This happens because the nerves in the upper part of your neck are connected to the nerves in your head and face. A disorder of the upper neck joints or muscles can cause referred pain to your head. Neck and Shoulder Pain Any of the following points could suggest that your neck may be causing the headache:

  • Headache associated with neck pain. Does the pain radiate from the back to the front of your head?
  • Headache with dizziness or light-headedness;
  • Headache brought on or worsened by neck movement or staying in the same position for a long time;
  • Headache eased by pressure to the base of the skill

The neck and the shoulder regions are very closely related - both in their anatomy and in their function. Neck and shoulder pain can co-exist with each other and it is common to have a mixed pattern of both neck and shoulder pain at the same time.

All of the tissues that make up your shoulder come from the same development area of the growing embryo - the fifth neck segment.

This means that pain from any of these "shoulder bits" is felt in the same part of the arm - and at times all the way to the wrist.

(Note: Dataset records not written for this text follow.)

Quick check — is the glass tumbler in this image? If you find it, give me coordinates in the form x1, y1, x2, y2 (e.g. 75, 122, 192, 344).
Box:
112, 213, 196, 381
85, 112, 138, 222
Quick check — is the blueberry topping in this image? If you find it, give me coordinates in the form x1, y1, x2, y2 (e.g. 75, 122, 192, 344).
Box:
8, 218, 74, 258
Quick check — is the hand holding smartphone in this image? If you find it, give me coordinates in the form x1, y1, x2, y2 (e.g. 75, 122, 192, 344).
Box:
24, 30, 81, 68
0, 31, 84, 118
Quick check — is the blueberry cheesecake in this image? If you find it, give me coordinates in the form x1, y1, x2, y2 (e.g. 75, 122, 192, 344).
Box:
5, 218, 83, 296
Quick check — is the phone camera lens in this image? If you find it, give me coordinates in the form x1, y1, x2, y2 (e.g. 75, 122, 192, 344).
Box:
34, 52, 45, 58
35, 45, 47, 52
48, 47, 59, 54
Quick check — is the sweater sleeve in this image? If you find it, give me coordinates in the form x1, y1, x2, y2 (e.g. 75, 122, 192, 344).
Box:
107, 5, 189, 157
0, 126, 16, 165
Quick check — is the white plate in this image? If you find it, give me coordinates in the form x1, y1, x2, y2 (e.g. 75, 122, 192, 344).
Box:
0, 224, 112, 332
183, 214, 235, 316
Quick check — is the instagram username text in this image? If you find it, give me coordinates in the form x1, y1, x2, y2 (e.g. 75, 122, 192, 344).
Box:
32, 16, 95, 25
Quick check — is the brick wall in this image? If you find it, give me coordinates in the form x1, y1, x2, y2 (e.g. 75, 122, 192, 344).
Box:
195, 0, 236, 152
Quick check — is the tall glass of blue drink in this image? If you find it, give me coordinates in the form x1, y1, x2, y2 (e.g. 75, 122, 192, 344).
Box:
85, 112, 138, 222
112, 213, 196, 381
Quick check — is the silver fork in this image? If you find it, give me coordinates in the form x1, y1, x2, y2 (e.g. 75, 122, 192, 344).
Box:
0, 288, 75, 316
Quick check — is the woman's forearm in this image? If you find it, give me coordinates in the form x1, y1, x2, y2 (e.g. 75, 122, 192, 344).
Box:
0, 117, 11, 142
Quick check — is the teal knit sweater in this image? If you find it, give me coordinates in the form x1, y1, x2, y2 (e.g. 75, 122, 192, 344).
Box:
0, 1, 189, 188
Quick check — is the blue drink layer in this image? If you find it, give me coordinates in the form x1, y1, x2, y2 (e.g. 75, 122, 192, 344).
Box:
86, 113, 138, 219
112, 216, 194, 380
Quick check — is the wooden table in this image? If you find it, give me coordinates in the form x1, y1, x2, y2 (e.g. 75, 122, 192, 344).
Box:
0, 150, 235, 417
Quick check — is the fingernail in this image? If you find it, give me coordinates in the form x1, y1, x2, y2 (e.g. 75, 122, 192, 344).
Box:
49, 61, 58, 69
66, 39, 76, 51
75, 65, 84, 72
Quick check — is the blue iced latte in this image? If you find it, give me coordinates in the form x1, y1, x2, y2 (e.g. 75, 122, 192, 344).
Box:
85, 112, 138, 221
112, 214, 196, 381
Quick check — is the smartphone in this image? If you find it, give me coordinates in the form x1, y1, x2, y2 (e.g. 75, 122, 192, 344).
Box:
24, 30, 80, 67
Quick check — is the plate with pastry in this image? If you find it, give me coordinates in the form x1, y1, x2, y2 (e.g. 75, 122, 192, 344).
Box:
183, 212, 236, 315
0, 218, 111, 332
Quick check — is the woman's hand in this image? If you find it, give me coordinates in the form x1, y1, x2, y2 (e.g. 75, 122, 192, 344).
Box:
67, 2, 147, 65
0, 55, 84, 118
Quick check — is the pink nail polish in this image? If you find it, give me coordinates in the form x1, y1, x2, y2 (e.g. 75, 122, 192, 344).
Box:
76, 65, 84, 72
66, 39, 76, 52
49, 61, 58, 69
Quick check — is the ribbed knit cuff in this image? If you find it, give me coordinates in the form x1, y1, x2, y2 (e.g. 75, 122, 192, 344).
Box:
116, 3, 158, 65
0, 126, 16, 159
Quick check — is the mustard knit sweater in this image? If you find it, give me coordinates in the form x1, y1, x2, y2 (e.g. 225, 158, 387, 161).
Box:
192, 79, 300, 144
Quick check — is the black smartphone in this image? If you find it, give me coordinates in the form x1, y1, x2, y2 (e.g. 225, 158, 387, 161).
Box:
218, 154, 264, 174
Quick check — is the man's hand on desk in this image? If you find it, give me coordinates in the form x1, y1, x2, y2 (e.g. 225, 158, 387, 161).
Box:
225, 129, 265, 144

This skin area runs down from the shoulder on the outer part of your arm, over the elbow and towards the base of the thumb. It also means that pain from the bones or joints or discs of the fifth neck segment is felt in the same area.

This is why it can be difficult to work out if neck and shoulder pain is arising in the neck or in the shoulder - as far as the brain is concerned, these body areas are very closely related.

What causes neck pain?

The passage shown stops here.